An essential element of trust is transparency. Again, referencing the PwC survey, 71% of consumers find the privacy policies posted by companies to be difficult to understand.  If a consumer believes that an organization is intentionally obfuscating its practices, trust erodes.  When trust erodes, consumers say they will take their business elsewhere.

The moral of the story here is that as we move more fully into the data economy, we must also move more fully into being trustworthy stewards of personal data.  We do that, by adhering to the letter and the spirit of the data protection laws and establishing strong information practices.  Some of those practices include:

  • Data Flow and Categorization – It sounds cliché, but you can’t protect what you don’t know you have. So, the first step that is typically suggested is doing a data flow or data mapping.  This helps you to determine where the date is coming from, how it’s being used, and who you might be sharing it with.  You may find that you’re collecting more data than you need, or that you’re sharing it with vendors that don’t need it.
  • Limit Collection of Data – Another old axiom in the data security and privacy business is “don’t collect what you don’t need.” To put it simply, it’s difficult to disclose or inappropriately use data that you don’t have.  Once you’ve done a data mapping exercise, you can review this with your team to determine which data is strictly needed as opposed to “nice to have.”  Moreover, many of the fair information practices are built on the notion of only collecting the data that you need to complete transaction with the individual.
  • Disclosures – Transparency with your constituency about what data you’re collecting and when, and how it’s being used is one of the simplest, but most important, steps that can be taken with respect to privacy. Visitors to your site, and consumers of your product or services, can’t make informed decisions about sharing their data if they don’t understand how that data might be used. Providing clear and concise information about your information practices helps to engender trust and stands you in good stead with legislative privacy regimes.
  • Awareness and Training – In today’s economy, most of our businesses and non-profits run on data. Whether we intend to or not, we become dependent on data transmission, data analysis, data storage, and data collection.  That means that everyone in our organization is going to encounter personal data at some point.  Given that fact, it’s important that your team knows what data is considered sensitive, and how that data is to be treated. An important part of training, that can be easy to overlook, is how to report a potential incident.  For example, what should be done if someone has emailed a payment account number?

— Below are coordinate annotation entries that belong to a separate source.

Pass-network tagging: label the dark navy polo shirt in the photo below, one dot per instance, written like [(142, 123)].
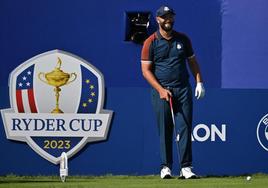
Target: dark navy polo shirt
[(168, 58)]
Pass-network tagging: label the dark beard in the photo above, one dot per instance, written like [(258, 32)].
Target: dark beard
[(166, 27)]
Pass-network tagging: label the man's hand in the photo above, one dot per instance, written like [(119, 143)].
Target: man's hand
[(199, 90), (164, 94)]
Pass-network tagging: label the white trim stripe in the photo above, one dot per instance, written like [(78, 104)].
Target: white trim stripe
[(25, 101)]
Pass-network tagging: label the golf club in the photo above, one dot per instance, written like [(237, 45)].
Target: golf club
[(177, 136)]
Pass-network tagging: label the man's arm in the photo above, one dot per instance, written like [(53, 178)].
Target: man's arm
[(199, 90), (149, 76)]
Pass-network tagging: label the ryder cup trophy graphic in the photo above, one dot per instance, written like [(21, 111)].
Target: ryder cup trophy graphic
[(57, 78)]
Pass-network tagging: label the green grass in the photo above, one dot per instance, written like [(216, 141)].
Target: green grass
[(109, 181)]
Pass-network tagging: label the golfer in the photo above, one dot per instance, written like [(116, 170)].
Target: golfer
[(164, 59)]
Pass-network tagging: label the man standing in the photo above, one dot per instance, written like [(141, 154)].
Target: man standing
[(163, 60)]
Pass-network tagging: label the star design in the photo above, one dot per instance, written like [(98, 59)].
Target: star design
[(92, 94)]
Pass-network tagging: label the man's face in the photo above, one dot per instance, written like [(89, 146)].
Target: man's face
[(166, 22)]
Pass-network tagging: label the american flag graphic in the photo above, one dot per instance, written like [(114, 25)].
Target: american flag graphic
[(24, 91)]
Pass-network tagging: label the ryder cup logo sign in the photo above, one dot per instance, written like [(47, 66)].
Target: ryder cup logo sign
[(56, 105), (262, 132)]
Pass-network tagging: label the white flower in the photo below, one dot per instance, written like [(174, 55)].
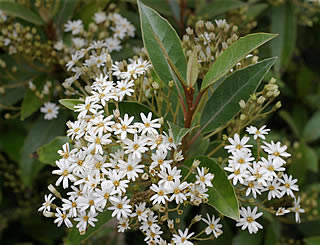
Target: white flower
[(258, 133), (182, 238), (282, 211), (65, 170), (161, 194), (121, 207), (204, 179), (177, 189), (51, 110), (75, 26), (85, 219), (297, 209), (248, 219), (100, 17), (288, 185), (62, 217), (213, 226), (131, 167), (46, 205), (238, 144), (148, 125)]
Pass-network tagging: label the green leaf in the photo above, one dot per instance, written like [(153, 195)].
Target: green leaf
[(74, 237), (70, 103), (221, 196), (219, 7), (312, 240), (65, 11), (156, 29), (223, 105), (22, 12), (312, 129), (48, 152), (233, 54), (41, 132), (30, 104), (178, 133), (192, 69), (283, 22)]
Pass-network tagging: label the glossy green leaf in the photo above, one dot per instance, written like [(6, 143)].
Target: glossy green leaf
[(65, 11), (219, 7), (48, 152), (155, 30), (312, 240), (223, 104), (30, 104), (284, 22), (41, 132), (178, 132), (192, 69), (312, 129), (74, 237), (233, 54), (20, 11), (70, 103), (222, 195)]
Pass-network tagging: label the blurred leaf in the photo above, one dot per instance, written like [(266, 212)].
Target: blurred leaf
[(48, 152), (65, 11), (254, 10), (245, 238), (312, 129), (30, 104), (192, 69), (41, 132), (219, 7), (223, 105), (232, 55), (178, 133), (70, 103), (312, 240), (74, 237), (289, 120), (157, 29), (20, 11), (283, 22), (221, 196)]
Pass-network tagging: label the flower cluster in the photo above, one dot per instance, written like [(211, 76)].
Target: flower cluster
[(264, 173), (118, 162)]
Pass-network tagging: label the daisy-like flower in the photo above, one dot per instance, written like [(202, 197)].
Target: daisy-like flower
[(213, 226), (238, 144), (282, 211), (123, 225), (131, 167), (65, 172), (276, 151), (85, 219), (297, 209), (288, 185), (124, 127), (182, 238), (75, 26), (177, 190), (248, 219), (161, 194), (258, 133), (50, 110), (62, 217), (148, 125), (204, 179), (121, 207), (46, 205)]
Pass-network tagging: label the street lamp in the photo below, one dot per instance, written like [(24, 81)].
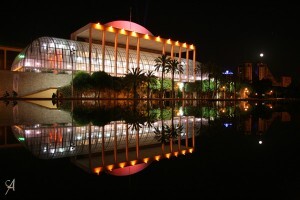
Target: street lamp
[(72, 52)]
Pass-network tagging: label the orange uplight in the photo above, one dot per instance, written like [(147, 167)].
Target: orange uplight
[(111, 29), (97, 170), (110, 167), (157, 39), (146, 36), (133, 34), (157, 158), (133, 162), (168, 155), (122, 165), (97, 26), (122, 31)]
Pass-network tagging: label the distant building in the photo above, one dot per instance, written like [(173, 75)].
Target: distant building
[(247, 72), (7, 56)]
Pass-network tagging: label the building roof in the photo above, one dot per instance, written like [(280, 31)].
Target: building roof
[(129, 26)]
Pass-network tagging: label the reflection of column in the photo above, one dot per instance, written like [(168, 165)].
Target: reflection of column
[(115, 141), (103, 50), (193, 132), (103, 146), (137, 138), (90, 147), (179, 135), (116, 53), (187, 133), (126, 150)]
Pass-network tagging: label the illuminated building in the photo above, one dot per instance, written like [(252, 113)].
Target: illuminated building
[(115, 48)]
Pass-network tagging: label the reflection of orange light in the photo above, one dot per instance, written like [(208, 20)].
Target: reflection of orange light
[(110, 167), (133, 162), (157, 158), (97, 170), (123, 164), (133, 34), (146, 160), (168, 155)]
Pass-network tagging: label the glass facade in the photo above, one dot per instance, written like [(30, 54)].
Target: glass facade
[(48, 54)]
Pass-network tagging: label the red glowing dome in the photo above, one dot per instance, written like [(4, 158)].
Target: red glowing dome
[(130, 26)]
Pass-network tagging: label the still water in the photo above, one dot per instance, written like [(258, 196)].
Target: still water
[(124, 149)]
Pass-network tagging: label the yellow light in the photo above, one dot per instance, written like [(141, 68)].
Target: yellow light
[(133, 34), (110, 167), (168, 155), (146, 160), (122, 31), (97, 170), (122, 165), (157, 158), (97, 26), (111, 29), (133, 162)]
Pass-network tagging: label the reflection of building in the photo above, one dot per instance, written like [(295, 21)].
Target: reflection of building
[(108, 147), (248, 72)]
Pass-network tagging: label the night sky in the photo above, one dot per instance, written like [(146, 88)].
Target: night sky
[(227, 34)]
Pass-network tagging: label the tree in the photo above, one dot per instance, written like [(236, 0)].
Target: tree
[(174, 67), (150, 79), (101, 80), (162, 63), (82, 82), (133, 79)]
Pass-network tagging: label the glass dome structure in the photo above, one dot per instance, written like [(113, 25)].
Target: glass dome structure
[(56, 55)]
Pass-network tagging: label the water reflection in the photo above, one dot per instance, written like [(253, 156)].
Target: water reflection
[(124, 137)]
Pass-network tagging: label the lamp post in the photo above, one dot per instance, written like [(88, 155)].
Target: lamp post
[(72, 52)]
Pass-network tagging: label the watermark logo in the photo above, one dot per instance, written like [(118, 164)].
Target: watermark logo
[(10, 185)]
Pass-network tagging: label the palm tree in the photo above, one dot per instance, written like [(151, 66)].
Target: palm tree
[(134, 78), (150, 79), (175, 67), (162, 63)]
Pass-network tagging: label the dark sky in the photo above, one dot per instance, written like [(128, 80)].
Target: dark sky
[(227, 33)]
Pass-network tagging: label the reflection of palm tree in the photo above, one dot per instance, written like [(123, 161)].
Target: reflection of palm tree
[(134, 78), (162, 62), (150, 79), (174, 67)]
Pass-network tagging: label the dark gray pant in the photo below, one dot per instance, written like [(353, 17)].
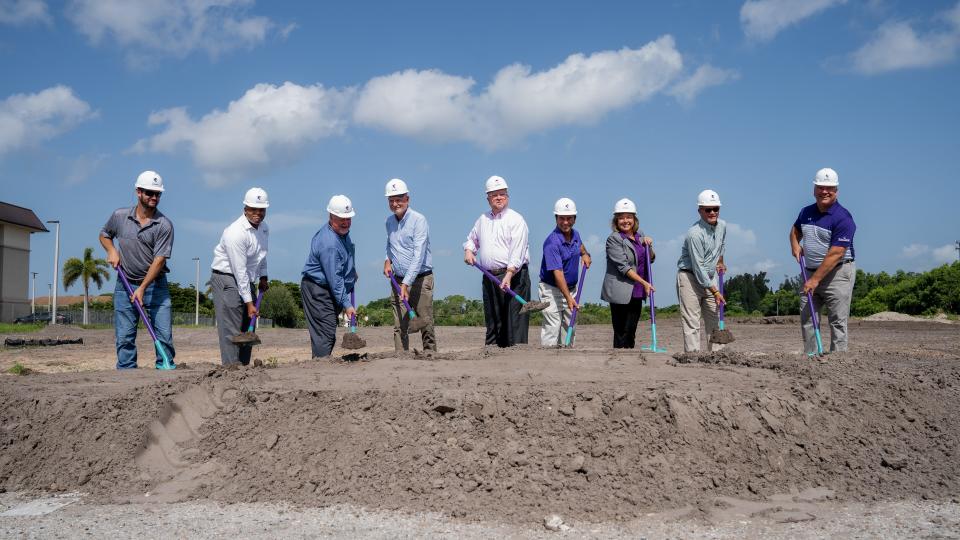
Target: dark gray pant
[(501, 313), (321, 311), (232, 319)]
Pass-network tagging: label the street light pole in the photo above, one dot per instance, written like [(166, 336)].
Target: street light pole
[(33, 295), (196, 319), (56, 272)]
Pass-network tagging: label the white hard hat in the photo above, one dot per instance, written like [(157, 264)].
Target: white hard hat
[(826, 177), (495, 183), (624, 206), (708, 197), (256, 198), (395, 187), (565, 207), (150, 180), (340, 206)]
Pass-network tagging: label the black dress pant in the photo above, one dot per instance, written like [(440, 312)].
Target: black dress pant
[(501, 313), (625, 319)]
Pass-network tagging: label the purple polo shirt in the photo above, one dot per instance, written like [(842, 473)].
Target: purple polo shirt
[(558, 254), (819, 231), (641, 251)]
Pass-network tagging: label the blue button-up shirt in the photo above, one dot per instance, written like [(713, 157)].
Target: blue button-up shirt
[(408, 245), (558, 254), (330, 263)]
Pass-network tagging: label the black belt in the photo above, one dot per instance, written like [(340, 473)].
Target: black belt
[(420, 275), (838, 265), (501, 271)]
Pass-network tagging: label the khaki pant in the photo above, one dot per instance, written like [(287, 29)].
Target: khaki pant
[(833, 295), (556, 318), (421, 300), (694, 302)]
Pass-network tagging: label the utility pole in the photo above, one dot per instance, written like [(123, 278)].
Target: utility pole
[(56, 272), (196, 318), (33, 295)]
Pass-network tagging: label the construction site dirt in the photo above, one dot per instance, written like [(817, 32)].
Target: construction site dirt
[(590, 433)]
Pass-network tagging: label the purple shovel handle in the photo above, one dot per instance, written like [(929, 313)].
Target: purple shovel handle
[(397, 287), (143, 315), (353, 304), (494, 279), (653, 309), (253, 320), (573, 316), (720, 286)]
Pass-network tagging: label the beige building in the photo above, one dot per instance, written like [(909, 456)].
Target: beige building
[(16, 226)]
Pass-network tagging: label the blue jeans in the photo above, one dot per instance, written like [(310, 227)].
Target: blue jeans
[(156, 303)]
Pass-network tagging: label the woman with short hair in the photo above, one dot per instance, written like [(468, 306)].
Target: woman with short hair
[(626, 283)]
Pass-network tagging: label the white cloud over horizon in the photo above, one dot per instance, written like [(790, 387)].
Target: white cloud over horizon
[(265, 125), (946, 253), (27, 119), (171, 28), (581, 90), (271, 122), (704, 77), (899, 45), (762, 20), (18, 12)]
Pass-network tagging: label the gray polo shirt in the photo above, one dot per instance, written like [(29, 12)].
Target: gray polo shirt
[(138, 246), (702, 248)]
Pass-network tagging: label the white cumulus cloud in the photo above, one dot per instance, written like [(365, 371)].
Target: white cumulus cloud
[(265, 125), (762, 20), (582, 89), (17, 12), (945, 254), (704, 77), (27, 119), (171, 27), (898, 45)]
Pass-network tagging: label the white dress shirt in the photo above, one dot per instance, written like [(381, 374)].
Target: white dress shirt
[(499, 240), (242, 251)]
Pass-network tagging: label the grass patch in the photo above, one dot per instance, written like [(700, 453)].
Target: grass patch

The dilemma facing businesses today is encapsulated nicely in the January 2019 issue of the Frontier Technology Quarterly:

On one hand, the data economy is radically transforming many economic activities and creating new levels of prosperity. On the other, it presents the possibility of a perilous dystopia … A market economy cannot function without trust, and the data economy is no exception. Trust deficits can unravel the data market and undermine social cohesion, stability and peace.